2. Gemäß § 10 Abs. 4 Z 1 iVm Abs. 5 Z 3 StbG - in der hier maßgeblichen Fassung vor der Staatsbürgerschaftsrechts- Novelle 2005, BGBl. I 37/2006, - kann die Verleihung der Staatsbürgerschaft auch ohne den in § 10 Abs. 1 Z 1 StbG vorausgesetzten 10-jährigen ununterbrochenen Hauptwohnsitz im Bundesgebiet erfolgen, wenn der Verleihungswerber seit mindestens sechs Jahren seinen Hauptwohnsitz im Bundesgebiet hat und der Nachweis nachhaltiger persönlicher und beruflicher Integration erbracht ist.
Zur maßgeblichen Rechtslage und zur Auslegung des Tatbestandsmerkmals der nachhaltigen persönlichen und beruflichen Integration ist gemäß § 43 Abs. 2 2. Satz VwGG vorweg insbesondere auf das hg. Erkenntnis vom 11. Oktober 2000, Zl. 2000/01/0227, zu verweisen (vgl. hiezu zuletzt in Zusammenhang mit § 12 StbG das hg. Erkenntnis vom 10. April 2008, Zl. 2005/01/0114, mit Verweisen auf die Folgejudikatur, vgl. in Zusammenhang mit § 10 Abs. 4 und 5 StbG das hg. Erkenntnis vom 27. Februar 2007, Zl. 2005/01/0384, mwN).

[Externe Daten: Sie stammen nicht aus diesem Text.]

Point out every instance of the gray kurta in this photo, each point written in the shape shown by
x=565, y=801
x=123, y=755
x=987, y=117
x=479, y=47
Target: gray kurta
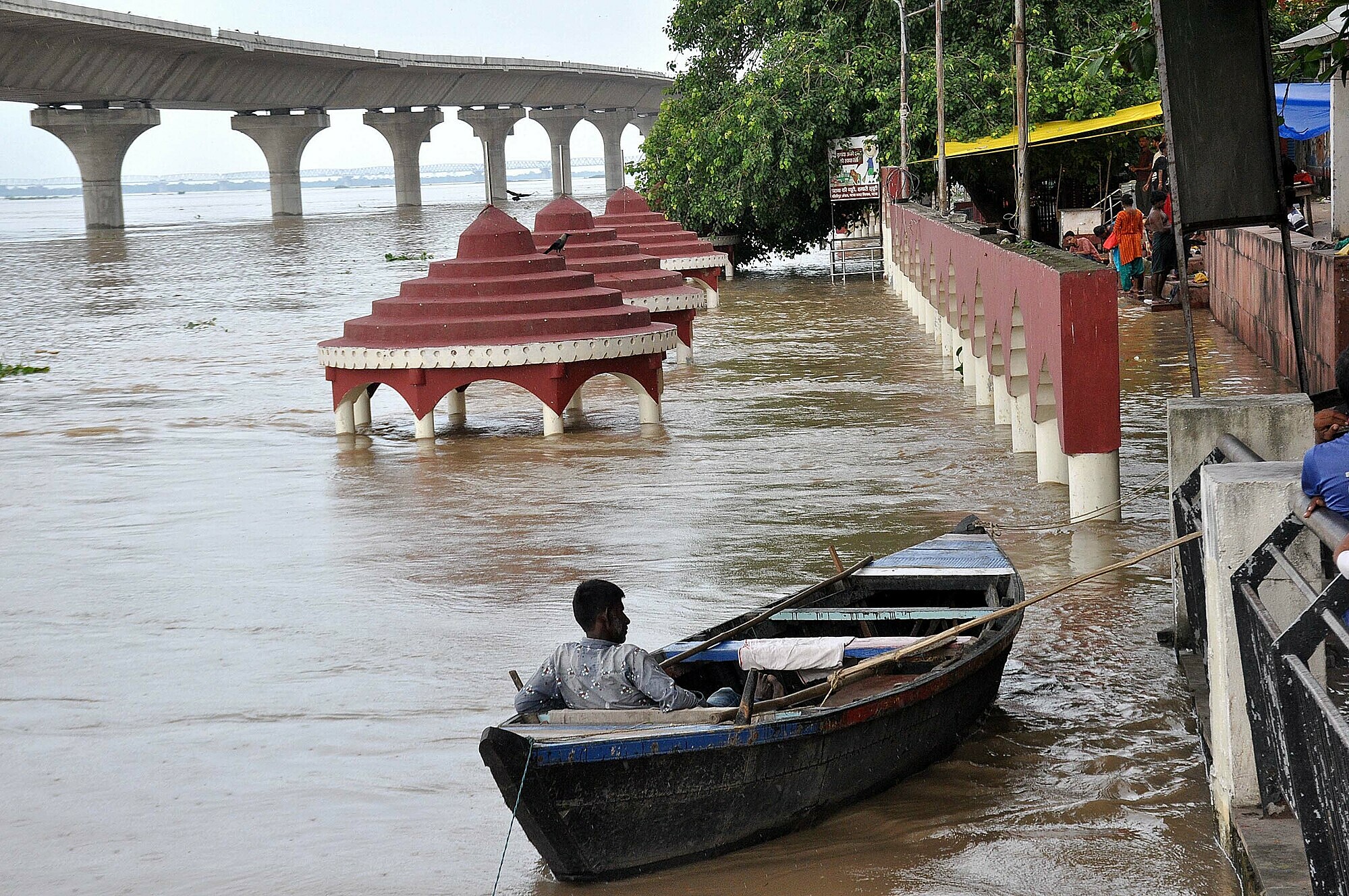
x=602, y=675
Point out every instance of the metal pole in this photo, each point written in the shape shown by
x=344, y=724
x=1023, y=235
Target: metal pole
x=1023, y=128
x=904, y=96
x=1290, y=284
x=943, y=203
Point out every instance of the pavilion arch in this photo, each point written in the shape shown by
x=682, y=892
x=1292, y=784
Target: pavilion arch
x=649, y=408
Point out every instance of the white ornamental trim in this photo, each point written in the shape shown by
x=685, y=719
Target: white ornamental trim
x=692, y=262
x=505, y=356
x=669, y=303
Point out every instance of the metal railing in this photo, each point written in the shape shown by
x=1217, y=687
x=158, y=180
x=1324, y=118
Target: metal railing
x=1301, y=737
x=856, y=256
x=1185, y=515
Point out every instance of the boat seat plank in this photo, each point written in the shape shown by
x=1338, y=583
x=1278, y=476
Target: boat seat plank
x=860, y=650
x=879, y=615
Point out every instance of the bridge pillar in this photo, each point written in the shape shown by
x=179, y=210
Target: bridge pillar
x=560, y=123
x=99, y=140
x=611, y=123
x=493, y=126
x=282, y=138
x=406, y=132
x=644, y=123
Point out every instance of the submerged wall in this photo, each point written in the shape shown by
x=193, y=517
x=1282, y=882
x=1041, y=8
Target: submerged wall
x=1247, y=298
x=1031, y=331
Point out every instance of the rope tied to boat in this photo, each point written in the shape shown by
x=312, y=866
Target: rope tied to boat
x=529, y=755
x=1072, y=522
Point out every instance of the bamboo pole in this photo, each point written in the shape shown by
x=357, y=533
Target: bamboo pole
x=786, y=604
x=868, y=669
x=943, y=200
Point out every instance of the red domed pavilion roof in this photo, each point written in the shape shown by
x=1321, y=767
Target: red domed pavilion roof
x=633, y=219
x=615, y=264
x=499, y=291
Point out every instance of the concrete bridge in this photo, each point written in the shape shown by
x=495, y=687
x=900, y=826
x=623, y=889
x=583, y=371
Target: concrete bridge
x=99, y=80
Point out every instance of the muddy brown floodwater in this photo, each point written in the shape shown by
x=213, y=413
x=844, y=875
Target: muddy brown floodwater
x=236, y=656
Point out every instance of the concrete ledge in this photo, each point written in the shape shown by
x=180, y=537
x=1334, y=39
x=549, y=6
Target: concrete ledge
x=1267, y=852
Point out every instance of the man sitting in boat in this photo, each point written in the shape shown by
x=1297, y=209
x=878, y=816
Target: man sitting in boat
x=601, y=671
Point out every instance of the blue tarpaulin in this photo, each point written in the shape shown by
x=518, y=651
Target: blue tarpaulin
x=1305, y=110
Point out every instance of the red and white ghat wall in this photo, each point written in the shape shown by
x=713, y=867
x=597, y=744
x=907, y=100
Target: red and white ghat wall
x=621, y=265
x=1035, y=338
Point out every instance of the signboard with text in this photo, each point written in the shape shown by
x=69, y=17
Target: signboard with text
x=854, y=169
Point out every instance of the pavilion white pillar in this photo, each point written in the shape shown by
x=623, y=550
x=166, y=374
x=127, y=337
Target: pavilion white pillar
x=559, y=123
x=99, y=138
x=610, y=125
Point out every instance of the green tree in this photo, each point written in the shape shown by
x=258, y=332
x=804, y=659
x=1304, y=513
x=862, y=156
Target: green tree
x=741, y=144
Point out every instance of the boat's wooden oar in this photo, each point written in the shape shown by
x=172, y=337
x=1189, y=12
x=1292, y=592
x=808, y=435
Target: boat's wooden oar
x=786, y=604
x=871, y=667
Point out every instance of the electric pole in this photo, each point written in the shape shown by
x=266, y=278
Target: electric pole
x=1023, y=128
x=943, y=200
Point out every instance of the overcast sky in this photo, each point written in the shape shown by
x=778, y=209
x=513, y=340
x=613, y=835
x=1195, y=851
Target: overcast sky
x=626, y=33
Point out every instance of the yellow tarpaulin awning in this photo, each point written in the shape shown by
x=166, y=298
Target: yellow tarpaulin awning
x=1057, y=132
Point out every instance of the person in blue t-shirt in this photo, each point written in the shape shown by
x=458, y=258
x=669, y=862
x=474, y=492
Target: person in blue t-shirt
x=1325, y=468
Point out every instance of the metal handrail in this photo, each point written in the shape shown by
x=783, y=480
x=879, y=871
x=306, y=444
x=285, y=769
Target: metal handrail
x=1301, y=739
x=1186, y=519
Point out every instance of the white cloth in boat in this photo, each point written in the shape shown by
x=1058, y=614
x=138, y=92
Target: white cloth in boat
x=814, y=658
x=792, y=654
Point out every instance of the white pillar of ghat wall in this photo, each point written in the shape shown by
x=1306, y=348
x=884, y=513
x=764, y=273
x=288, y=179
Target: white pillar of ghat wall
x=1095, y=485
x=99, y=138
x=426, y=426
x=493, y=125
x=610, y=125
x=559, y=123
x=282, y=138
x=406, y=132
x=1001, y=401
x=1339, y=159
x=1242, y=505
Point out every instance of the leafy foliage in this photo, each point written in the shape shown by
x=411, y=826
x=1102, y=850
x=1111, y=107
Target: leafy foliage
x=741, y=144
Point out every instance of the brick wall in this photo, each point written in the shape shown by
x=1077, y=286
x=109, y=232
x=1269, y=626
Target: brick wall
x=1247, y=298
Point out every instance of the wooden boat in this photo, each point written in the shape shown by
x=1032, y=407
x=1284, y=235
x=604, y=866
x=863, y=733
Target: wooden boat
x=617, y=793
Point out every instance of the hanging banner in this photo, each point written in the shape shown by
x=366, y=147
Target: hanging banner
x=854, y=169
x=1217, y=92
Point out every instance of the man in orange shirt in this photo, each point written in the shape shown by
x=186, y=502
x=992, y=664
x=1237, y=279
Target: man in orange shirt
x=1128, y=231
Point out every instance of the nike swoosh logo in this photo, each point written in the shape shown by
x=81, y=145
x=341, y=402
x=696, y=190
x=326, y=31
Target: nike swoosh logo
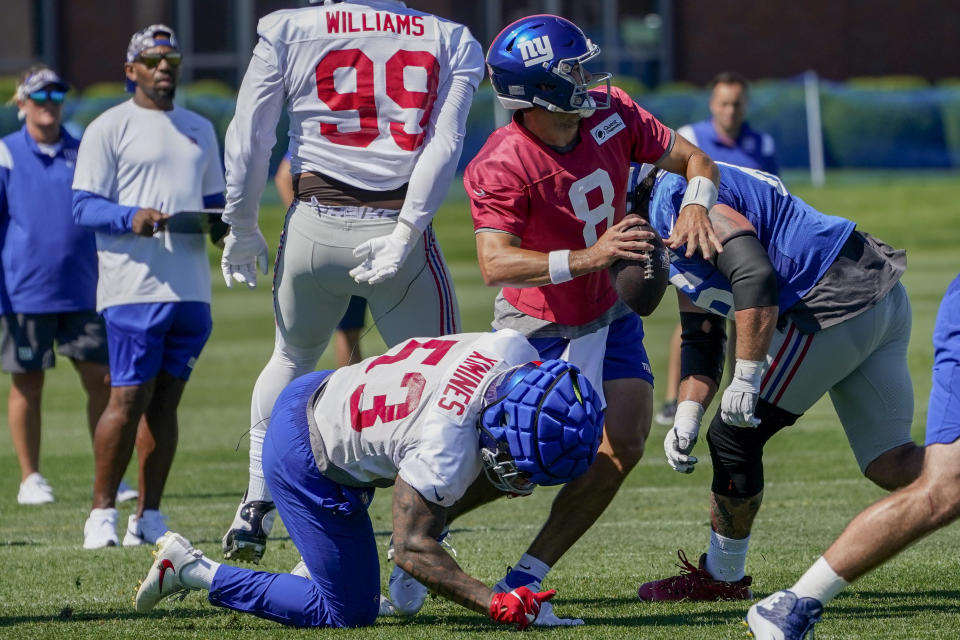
x=164, y=565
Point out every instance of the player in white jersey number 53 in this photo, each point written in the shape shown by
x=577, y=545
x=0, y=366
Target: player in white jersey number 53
x=437, y=418
x=377, y=96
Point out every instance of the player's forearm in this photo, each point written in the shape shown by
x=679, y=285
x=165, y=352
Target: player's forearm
x=100, y=214
x=520, y=268
x=697, y=388
x=755, y=329
x=437, y=163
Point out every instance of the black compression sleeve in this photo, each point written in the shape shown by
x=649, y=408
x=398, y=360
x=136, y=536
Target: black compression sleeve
x=744, y=262
x=703, y=338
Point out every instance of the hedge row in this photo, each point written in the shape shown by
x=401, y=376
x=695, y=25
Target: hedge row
x=864, y=125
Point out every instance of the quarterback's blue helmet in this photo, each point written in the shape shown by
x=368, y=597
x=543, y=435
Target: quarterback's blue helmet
x=539, y=425
x=538, y=60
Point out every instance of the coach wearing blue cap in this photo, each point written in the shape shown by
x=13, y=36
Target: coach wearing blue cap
x=139, y=162
x=48, y=273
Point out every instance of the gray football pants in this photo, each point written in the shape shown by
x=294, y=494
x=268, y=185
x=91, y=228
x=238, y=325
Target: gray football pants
x=312, y=288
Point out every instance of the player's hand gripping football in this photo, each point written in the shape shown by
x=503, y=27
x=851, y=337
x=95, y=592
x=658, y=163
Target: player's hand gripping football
x=518, y=607
x=680, y=439
x=383, y=256
x=243, y=252
x=740, y=398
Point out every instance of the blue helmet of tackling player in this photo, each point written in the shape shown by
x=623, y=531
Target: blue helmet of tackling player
x=539, y=425
x=538, y=60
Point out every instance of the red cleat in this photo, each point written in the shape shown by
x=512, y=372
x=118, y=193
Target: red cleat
x=694, y=583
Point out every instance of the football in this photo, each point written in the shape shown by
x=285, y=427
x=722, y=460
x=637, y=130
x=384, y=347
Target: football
x=641, y=284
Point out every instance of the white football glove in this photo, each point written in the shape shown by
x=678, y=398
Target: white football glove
x=680, y=439
x=740, y=398
x=382, y=256
x=546, y=617
x=243, y=253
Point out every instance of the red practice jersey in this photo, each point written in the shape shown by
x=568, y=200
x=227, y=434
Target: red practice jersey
x=554, y=201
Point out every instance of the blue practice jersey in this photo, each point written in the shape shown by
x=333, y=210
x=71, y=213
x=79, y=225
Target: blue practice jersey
x=801, y=242
x=49, y=264
x=752, y=148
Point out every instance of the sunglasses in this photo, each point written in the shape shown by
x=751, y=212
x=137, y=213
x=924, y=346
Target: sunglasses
x=151, y=60
x=53, y=95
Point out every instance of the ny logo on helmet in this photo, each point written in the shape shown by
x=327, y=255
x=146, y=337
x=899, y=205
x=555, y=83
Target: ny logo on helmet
x=535, y=50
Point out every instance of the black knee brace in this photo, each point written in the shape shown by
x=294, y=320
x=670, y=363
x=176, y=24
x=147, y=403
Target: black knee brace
x=737, y=452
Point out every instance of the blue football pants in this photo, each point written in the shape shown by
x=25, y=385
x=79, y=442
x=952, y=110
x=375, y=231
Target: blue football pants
x=330, y=529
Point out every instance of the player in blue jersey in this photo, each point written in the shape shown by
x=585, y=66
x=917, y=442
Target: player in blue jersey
x=726, y=137
x=890, y=525
x=138, y=163
x=472, y=412
x=48, y=274
x=819, y=309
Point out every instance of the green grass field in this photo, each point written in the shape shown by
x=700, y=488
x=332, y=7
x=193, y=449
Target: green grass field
x=50, y=587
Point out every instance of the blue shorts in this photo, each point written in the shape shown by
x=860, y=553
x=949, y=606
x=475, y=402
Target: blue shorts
x=354, y=316
x=327, y=522
x=624, y=357
x=145, y=338
x=943, y=412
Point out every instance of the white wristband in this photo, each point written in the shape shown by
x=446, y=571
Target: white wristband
x=700, y=191
x=559, y=262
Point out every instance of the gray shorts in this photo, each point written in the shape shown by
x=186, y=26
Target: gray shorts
x=861, y=363
x=28, y=339
x=312, y=287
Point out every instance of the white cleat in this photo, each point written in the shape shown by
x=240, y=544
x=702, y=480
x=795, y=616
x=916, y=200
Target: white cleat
x=406, y=593
x=386, y=607
x=783, y=616
x=100, y=529
x=35, y=490
x=174, y=552
x=147, y=529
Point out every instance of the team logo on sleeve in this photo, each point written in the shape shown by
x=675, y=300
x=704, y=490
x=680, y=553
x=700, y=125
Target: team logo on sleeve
x=608, y=128
x=535, y=50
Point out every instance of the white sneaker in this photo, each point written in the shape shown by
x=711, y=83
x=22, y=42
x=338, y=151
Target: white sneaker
x=100, y=530
x=147, y=529
x=35, y=490
x=125, y=492
x=546, y=617
x=174, y=552
x=300, y=569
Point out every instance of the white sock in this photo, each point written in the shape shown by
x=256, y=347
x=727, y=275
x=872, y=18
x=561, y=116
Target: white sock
x=533, y=566
x=257, y=485
x=286, y=364
x=199, y=574
x=726, y=557
x=820, y=582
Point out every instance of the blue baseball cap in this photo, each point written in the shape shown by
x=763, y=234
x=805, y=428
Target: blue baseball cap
x=38, y=80
x=156, y=35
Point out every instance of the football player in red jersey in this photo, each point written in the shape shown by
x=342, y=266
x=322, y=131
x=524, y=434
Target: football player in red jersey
x=548, y=196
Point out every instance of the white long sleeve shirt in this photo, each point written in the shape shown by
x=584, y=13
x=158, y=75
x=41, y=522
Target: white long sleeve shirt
x=412, y=412
x=377, y=95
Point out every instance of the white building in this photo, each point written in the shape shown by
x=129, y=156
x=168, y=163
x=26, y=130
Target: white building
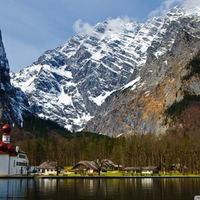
x=13, y=161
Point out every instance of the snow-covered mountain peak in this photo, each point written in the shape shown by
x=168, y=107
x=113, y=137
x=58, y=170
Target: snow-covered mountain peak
x=68, y=84
x=191, y=8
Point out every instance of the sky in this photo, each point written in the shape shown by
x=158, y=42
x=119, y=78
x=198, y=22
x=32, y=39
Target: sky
x=29, y=28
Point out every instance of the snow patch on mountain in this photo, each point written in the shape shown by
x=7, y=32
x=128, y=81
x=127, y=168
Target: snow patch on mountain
x=68, y=84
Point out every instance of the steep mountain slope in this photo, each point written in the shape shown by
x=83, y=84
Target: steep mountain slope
x=166, y=92
x=13, y=102
x=69, y=84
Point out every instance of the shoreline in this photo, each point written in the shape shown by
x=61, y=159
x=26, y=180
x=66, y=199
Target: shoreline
x=96, y=177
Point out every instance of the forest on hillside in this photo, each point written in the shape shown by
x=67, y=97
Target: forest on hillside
x=144, y=150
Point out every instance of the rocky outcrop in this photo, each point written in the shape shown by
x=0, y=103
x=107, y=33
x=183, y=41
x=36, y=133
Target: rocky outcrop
x=141, y=107
x=13, y=102
x=123, y=79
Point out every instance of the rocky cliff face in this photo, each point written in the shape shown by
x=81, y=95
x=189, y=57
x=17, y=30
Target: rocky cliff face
x=13, y=102
x=68, y=84
x=138, y=69
x=141, y=106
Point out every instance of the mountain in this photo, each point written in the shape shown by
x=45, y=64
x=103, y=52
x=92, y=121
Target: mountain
x=118, y=78
x=13, y=101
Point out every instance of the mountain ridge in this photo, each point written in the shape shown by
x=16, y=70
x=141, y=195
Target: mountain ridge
x=69, y=84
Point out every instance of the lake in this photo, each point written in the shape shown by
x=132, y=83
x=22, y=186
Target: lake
x=101, y=188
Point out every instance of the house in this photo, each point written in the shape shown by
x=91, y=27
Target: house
x=48, y=168
x=146, y=170
x=95, y=166
x=13, y=161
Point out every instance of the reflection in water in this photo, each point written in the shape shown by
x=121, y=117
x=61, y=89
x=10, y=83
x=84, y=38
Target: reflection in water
x=118, y=189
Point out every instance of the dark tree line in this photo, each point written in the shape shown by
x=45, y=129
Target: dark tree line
x=145, y=150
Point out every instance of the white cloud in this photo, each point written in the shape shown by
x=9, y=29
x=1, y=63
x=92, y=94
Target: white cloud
x=82, y=27
x=165, y=7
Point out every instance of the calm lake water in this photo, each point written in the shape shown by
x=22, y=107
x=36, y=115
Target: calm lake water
x=105, y=188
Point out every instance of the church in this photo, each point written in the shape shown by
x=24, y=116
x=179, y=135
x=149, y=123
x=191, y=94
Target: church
x=13, y=161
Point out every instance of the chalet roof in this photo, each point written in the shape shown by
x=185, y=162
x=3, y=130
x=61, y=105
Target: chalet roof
x=144, y=168
x=94, y=164
x=48, y=165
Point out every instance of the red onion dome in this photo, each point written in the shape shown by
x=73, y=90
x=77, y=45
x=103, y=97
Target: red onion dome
x=3, y=146
x=6, y=128
x=11, y=149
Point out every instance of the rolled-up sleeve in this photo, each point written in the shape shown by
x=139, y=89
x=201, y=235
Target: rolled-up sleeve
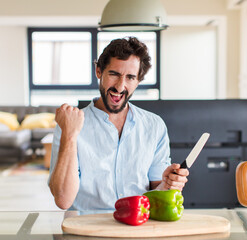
x=161, y=159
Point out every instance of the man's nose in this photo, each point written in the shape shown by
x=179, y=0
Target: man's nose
x=120, y=85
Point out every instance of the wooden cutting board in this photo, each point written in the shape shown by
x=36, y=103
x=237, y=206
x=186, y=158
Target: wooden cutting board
x=104, y=225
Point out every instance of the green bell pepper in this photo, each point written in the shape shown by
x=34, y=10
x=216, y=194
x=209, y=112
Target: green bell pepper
x=165, y=205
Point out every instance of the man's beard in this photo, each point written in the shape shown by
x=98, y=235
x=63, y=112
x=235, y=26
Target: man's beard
x=104, y=98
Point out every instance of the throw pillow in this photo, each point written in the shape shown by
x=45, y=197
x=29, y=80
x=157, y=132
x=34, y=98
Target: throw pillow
x=10, y=120
x=39, y=120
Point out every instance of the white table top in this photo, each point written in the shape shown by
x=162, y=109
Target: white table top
x=47, y=225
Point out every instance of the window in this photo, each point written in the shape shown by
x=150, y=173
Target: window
x=61, y=65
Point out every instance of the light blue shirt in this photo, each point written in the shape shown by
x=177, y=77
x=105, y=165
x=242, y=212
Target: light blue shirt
x=110, y=168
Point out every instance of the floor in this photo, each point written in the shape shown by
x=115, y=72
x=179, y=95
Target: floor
x=25, y=192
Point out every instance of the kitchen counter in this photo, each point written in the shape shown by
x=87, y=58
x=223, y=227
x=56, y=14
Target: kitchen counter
x=47, y=225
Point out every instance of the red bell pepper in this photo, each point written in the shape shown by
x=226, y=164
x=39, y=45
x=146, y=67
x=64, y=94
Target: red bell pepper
x=132, y=210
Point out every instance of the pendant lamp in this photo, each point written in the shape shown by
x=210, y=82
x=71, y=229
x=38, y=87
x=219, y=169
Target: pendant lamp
x=133, y=15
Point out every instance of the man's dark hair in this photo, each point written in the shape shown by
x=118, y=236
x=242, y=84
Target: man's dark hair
x=122, y=49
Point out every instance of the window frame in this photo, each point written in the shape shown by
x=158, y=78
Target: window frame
x=94, y=84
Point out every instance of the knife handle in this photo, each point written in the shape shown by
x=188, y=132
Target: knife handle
x=183, y=164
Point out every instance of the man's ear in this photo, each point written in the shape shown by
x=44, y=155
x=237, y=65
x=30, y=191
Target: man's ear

Die Judikatur des Verwaltungsgerichtshofes orientiert sich in dieser Hinsicht an der in den Gesetzesmaterialien (RV 1283 BlgNR XX. GP, 8) ausdrücklich so formulierten Ansicht, der "Nachweis nachhaltiger persönlicher und beruflicher Integration" werde "dann als erbracht gelten, wenn der Fremde sowohl beschäftigungsrechtlich (zB Arbeitserlaubnis, Befreiungsschein) als auch fremdenrechtlich (zB unbefristete weitere Niederlassungsbewilligung) eine bis auf Weiteres gesicherte Position in Österreich hat und hier persönlich nachhaltig verankert ist (zB Familie lebt mit dem Fremden in Österreich, Kinder besuchen die Schule usw.)" (vgl. das hg. Erkenntnis vom 13. Dezember 2005, Zl. 2003/01/0329, mit Verweis auf das obzitierte Erkenntnis vom 11. Oktober 2000, Zl. 2000/01/0227).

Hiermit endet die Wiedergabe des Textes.